Energy landscape of k-point mutants of an RNA
molecule
Peter Clote, Jérôme Waldispühl, Behshad Behzadi and Jean-Marc Steyaert
Motivation: A k-point mutant of a given RNA sequence s = s1,
..., sn is an RNA sequence obtained by mutating exactly
k-positions in s; i.e. Hamming distance between s and
s' equals k. To understand the effect of pointwise
mutation in RNA, we consider the distribution of energies of all
secondary structures of k-point mutants of a given RNA sequence.

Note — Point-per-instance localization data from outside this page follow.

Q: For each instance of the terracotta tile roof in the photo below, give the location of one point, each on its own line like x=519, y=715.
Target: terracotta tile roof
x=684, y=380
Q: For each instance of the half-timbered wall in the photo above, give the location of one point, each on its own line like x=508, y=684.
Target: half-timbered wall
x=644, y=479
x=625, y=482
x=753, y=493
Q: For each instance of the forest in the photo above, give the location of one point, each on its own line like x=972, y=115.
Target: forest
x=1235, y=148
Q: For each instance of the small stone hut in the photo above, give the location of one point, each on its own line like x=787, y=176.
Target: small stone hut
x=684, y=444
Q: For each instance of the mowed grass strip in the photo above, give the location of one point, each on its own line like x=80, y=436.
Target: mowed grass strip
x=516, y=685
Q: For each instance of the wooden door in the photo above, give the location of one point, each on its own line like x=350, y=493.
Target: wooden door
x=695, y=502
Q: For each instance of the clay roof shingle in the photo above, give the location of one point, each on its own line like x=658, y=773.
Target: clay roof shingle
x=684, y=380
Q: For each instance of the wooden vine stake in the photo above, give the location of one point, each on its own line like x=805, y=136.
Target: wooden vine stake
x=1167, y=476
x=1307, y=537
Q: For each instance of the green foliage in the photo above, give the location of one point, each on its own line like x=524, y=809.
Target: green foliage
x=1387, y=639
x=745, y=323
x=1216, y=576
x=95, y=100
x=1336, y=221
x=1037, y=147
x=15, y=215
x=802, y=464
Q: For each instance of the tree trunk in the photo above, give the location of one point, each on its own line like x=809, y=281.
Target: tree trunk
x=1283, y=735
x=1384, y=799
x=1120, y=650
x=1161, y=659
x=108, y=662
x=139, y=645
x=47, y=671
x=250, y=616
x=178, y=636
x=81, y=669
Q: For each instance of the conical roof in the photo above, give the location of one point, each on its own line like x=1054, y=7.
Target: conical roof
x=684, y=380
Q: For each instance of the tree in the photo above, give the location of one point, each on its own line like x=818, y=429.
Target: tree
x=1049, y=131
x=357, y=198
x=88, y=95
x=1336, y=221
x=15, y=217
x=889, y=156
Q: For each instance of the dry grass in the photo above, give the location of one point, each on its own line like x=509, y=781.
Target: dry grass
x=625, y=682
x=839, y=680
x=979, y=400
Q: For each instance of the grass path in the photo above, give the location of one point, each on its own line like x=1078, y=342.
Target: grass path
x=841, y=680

Results: Here we describe a novel algorithm to compute the mean and
standard deviation of energies of all secondary structures of k-point
mutants of a given RNA sequence. We then focus on the tail of the
energy distribution and compute, using the algorithm AMSAG, the
k-superoptimal structure; i.e. the secondary structure of a
<= k-point mutant having least free energy over all secondary
structures of all k'-point mutants of a given RNA sequence, for k'
<= k. Evidence is presented that the k-superoptimal secondary
structure is often closer, as measured by base pair distance and two
additional distance measures, to the secondary structure derived by
comparative sequence analysis than that derived by the Zuker minimum
free energy structure of the original (wild type or unmutated) RNA.